Student loan problems cost college

July 30th, 2006 - Posted in College Loans, Education, Student Loan

Benedict College has been required to repay more than $658,000 since 2001 for violating rules governing federal student loans, U.S. Department of Education records show.

Benedict President David Swinton dismissed the ordered repayments.

“That’s what auditors do,” he said. “They point out things that need to be fixed.

“That audit covered every year since the [direct] student loan program was started [in 1996-97]. That audit took two-and-a-half years to do. We disagreed with it.”

Such repayments are unusual, according to a check by the Education Department of 10 private institutions and 11 public colleges in South Carolina.

Only three of those schools - Columbia’s Allen University, Newberry College and Spartanburg’s Wofford College - have been forced to make repayments. Those three schools repaid a combined $134,977 following federal audits dating back to 1992, with almost all of the money coming from Newberry last year.

Loss of federal loans and grants could financially cripple Benedict, which has faced a cash-flow shortage for at least a year.

Benedict has been a mainstay of black education in South Carolina for a century and a half. The decade-long disagreement with federal officials over student loans is important because 92 percent of Benedict students use the loans to help cover the $21,814 annual cost of tuition and other expenses at the private, nonprofit college.

Federal officials have threatened to cut off loans to the college’s students if Benedict doesn’t improve its management of the student loan program.

“That’s boilerplate language,” Swinton said Friday. “As far as I know, we are not in any danger of losing our eligibility. We’ve always responded to their findings.”

Federal Education Department officials cited Benedict, in part, for giving federal loans to students who were not making satisfactory progress toward graduation.

Benedict graduates 6 percent of its students in four years and 24 percent in six years, the most recent figures from the Education Department show.

That’s the second-lowest graduation rate among South Carolina’s independent colleges. Allen University has the lowest. Among the 37 colleges of the United Negro College Fund, including Benedict, nine schools have lower six-year graduation rates.

Swinton said the school is making progress toward improving the graduation rate. He said statistics more recent than those used by the Education Department show students who entered Benedict in 2000 graduated after four years at a rate of 13.7 percent, and after five years at 23.3 percent.

For the class that started in 1999, the six-year graduation rate was 25.9 percent, according to information Swinton provided.

“We’re not satisfied with the rate,” Swinton said. “We’re dealing with students whose parents were disadvantaged.

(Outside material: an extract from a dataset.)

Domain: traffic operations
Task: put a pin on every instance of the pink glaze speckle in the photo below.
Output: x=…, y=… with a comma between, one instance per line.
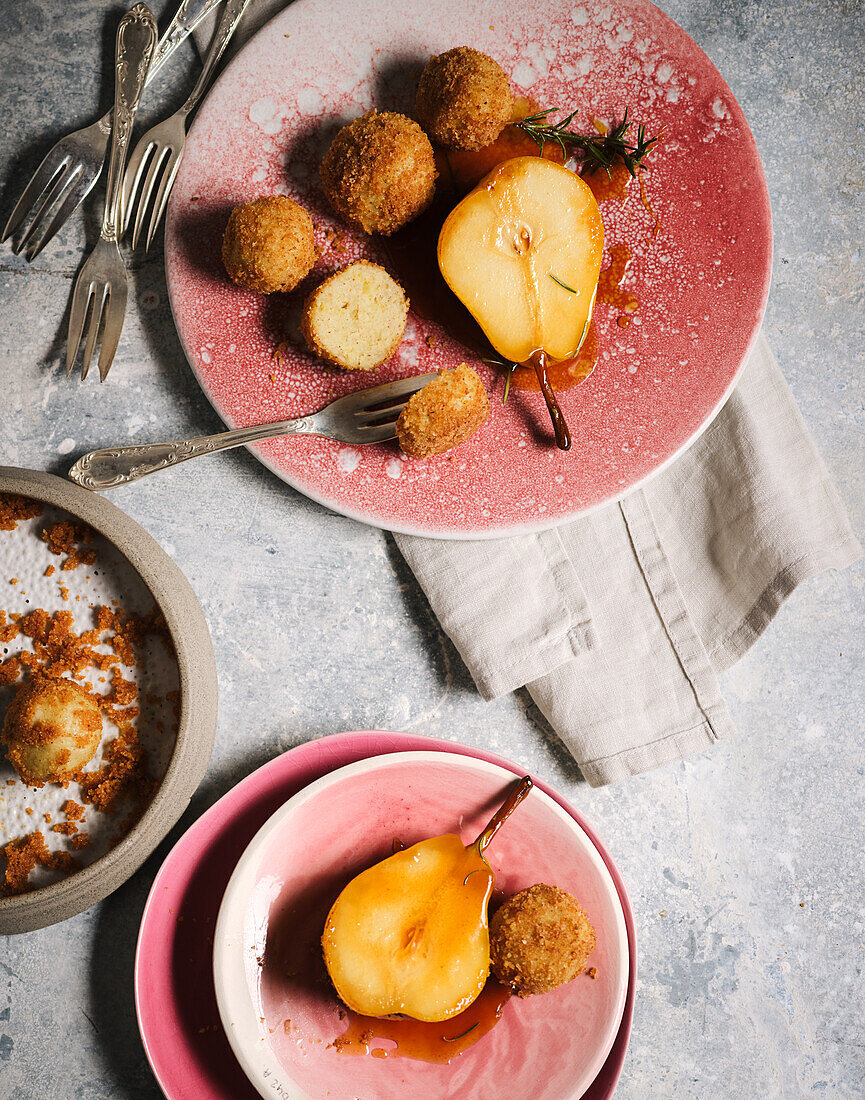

We’re doing the best we can with those kids.”

A handful of Benedict’s 31 trustees have expressed concern that they have not been briefed on the college’s financial problems.

Newly elected trustee Darrell Jackson said he would like to see board chairman Charlie W. Johnson of Louisville, Ky., poll the board to see whether other members want to meet to learn more about the school’s finances, especially its $101 million in debt and other liabilities, and the student loan program.

Jackson questioned whether the school’s leadership has adequately served Benedict’s students.

“Claflin University and Morris College have avoided these kinds of penalties,” said Jackson, a state senator who represents the district in which Benedict is located. “Other historically black colleges have done what we are doing and have avoided these problems.

Four other trustees have told The State newspaper they would support such a meeting.

Efforts to reach Johnson for comment were unsuccessful.

Benedict’s enrollment dropped to about 2,550 last fall after peaking at 3,005 in 2002.

Because Benedict depends on tuition and fees to operate, the drop in enrollment has produced operating losses. Stabilizing enrollment this fall will be crucial to Benedict’s efforts to balance its finances.

Swinton has said he expects enrollment to match that of last fall or be slightly higher.

Each year since 1997, the Education Department has cited Benedict College for deficiencies in solving accounting and policy problems left from previous years.

Last year, the department issued its strongest warning in a Nov. 7 letter to Swinton:

“We would still remind the institution that this is a repeat finding. We would also like to restate that repeat findings in future audits or failure to satisfactorily resolve the findings of this audit may lead to an adverse administrative action.”

Swinton said Benedict disagreed with the auditors’ findings.

“They started out saying we owed them $2.5 million,” he said. “We were able to prove to them those loans were legitimate, all except about $250,000. The fact is, we thought those loans were legitimate, too. But someone lost the paperwork, or something.”